Comment vivre dans un monde déchu ?
Acte I : Elucubration et méditations
Les sociétés changent et l’existence de chaque individu évolue, avec une conscience et une pensée offrant divers angles de vue sur le monde et des interprétations à géométrie variable, selon le temps et l’espace. Un hégélien dirait que le sujet singulier est relié à l’universalité de l’Histoire, ce qui signifie une connivence, voire une cohérence entre le monde changeant et les individus qui se transforment dans leur conscience pour agir en retour sur le monde. Cette vision fait un peu dans la cybernétique. Hegel parlait plutôt de dialectique. Pour ma part, je suis certain de la pertinence d’un schéma hégélien mais ce schéma n’est pas universel, ni englobant et parmi les consciences singulières, certaines sortent du cadre historique. Sorte de mysticisme existentiel créé par un désengagement face à la fureur du monde et autres visions, venues d’un temps qui s’invite à la fête, faisant irruption telle la clairière rencontrée après avoir traversé la forêt dense. Mais le temps se défile aussi rapidement qu’il arrive et le monde suit sa course. Je ne sais pas pourquoi je raconte ça. Sans doute le spectacle offert par le monde occidental avec des dirigeants européens à la diplomatie approximative pour ne pas dire stupide. Quant à la vie politique française, autant dire qu’elle finit par m’indifférer tant l’insignifiance gagne les esprits et les lieux communs occupent les médias. Rien à commenter sur ces élections. Le FN monte comme l’abstention et c’était attendu, comme du reste la chute du PS à travers les personnalités locales rendues responsables de l’échec politique national.
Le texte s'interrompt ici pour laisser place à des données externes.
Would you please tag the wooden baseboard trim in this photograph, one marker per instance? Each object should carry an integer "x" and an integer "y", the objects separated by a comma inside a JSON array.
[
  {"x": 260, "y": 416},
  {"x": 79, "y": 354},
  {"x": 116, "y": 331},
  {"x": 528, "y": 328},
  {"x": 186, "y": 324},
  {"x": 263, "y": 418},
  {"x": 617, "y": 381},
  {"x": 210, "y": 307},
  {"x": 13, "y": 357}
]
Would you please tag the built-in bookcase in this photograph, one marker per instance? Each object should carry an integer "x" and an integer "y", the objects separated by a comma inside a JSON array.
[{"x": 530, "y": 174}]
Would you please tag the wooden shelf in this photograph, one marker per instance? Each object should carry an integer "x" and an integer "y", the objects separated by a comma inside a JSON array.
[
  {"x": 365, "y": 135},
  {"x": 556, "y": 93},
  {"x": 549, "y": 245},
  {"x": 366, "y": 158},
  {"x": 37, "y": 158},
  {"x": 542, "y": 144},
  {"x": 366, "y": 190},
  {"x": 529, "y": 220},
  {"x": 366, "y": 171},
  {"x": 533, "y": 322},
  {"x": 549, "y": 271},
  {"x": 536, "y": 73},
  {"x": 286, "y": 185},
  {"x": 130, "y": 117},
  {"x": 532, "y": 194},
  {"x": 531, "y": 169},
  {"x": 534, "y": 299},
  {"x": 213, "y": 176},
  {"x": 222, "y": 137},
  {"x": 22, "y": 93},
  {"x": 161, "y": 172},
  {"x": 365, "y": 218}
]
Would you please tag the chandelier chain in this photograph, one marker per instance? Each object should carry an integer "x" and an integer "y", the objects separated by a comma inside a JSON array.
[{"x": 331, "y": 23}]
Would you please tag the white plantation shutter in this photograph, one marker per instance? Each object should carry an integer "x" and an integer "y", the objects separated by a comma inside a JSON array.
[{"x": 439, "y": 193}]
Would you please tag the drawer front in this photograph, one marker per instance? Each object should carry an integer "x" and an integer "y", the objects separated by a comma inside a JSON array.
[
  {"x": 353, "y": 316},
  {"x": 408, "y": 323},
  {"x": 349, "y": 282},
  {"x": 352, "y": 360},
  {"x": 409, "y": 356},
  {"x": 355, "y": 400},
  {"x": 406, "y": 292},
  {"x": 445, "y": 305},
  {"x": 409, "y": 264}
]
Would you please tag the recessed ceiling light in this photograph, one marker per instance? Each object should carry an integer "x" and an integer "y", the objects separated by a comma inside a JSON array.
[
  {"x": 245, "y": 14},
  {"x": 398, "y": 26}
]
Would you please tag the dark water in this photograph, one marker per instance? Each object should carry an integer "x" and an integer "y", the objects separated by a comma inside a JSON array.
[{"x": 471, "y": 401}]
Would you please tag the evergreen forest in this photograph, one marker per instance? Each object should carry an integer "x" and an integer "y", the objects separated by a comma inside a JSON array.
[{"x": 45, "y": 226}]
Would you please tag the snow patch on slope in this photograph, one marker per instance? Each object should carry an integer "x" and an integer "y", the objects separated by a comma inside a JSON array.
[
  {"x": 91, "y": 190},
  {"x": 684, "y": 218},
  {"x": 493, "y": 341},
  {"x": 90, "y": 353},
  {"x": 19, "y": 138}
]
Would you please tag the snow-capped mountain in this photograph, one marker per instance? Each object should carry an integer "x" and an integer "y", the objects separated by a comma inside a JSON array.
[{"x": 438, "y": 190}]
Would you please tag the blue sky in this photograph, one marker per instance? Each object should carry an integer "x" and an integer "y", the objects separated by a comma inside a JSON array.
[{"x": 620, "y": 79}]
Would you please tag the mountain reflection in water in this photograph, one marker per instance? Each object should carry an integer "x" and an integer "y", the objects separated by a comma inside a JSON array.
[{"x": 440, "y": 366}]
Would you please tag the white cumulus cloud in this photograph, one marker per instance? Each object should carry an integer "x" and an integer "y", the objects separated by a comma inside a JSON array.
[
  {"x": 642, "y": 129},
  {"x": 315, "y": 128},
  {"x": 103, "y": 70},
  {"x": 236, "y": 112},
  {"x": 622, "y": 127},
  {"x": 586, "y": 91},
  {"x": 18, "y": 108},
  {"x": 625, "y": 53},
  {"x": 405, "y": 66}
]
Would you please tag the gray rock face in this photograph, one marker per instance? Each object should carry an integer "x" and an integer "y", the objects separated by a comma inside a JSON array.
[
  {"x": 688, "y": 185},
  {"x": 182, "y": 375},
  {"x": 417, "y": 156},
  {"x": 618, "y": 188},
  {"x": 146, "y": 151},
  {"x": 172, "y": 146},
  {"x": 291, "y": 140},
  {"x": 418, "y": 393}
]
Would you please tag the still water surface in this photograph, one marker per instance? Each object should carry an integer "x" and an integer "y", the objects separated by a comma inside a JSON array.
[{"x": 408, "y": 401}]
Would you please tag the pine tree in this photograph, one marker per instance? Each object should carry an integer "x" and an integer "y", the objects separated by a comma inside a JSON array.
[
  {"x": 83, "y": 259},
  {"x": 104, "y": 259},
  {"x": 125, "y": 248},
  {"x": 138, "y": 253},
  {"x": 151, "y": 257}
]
Même si une certaine modestie a traversé les esprits apaisés, d’aucuns ont manifesté quelque satisfaction dans cette déroute de la gauche analysée comme une punition. Des penchants jubilatoires hantent les médias de masses satisfaits de voir des têtes tomber. C’est d’époque que ce penchant à commenter la vie politique en terme de combat des chefs, sans prendre souci du rôle des élus locaux et des choses vécues par les administrés, dans des villes parfois agréables et d’autres fois sinistres, avec le chômage galopant et divers signes d’incivilité. Je ne vois plus de solution dans le politique, ni dans l’économie. Je préfère m’égarer sur les chemins de traverse et regarder l’homme en face, avec ses qualités et ses défauts, sa bonté ou ses intentions corrompues. Les problèmes contemporains ne sont pas économiques ni politiques, ils sont par essence moraux, éthiques et « intellectiques ». Je parle évidemment de l’intelligence humaine qui fait défaut à notre époque, comme à toutes les époques. Mais je préfère laisser de côté ce thème de l’intelligence. L’essentiel ce sont les intentions, bonnes chez les uns, mauvaises chez les autres, et le plus souvent inconscientes. Les gens qui produisent chez autrui le bien ou le mal le font souvent sans conscience ou du moins, sans calcul autre que servant un intérêt personnel, presque de manière automatique. Comme si le destin des humains dépassait les compréhensions de la raison. L’homme est-il bon ou mauvais ? Cette question oriente vers des temps anciens, avec la théologie chrétienne et les hérétiques qui comme les Cathares avaient jugé notre monde matériel mauvais, inclinant à ne pas y demeurer en tant qu’espèce. L’univers de pensée des hérétiques médiévaux n’est pas accessible pour nous, modernes. Les hérétiques cherchaient le salut, les modernes cherchent le confort et la vie réussie. Les hérétiques vivaient dans un monde rustique, les modernes vivent dans un monde d’enfants gâtés et même gâteux.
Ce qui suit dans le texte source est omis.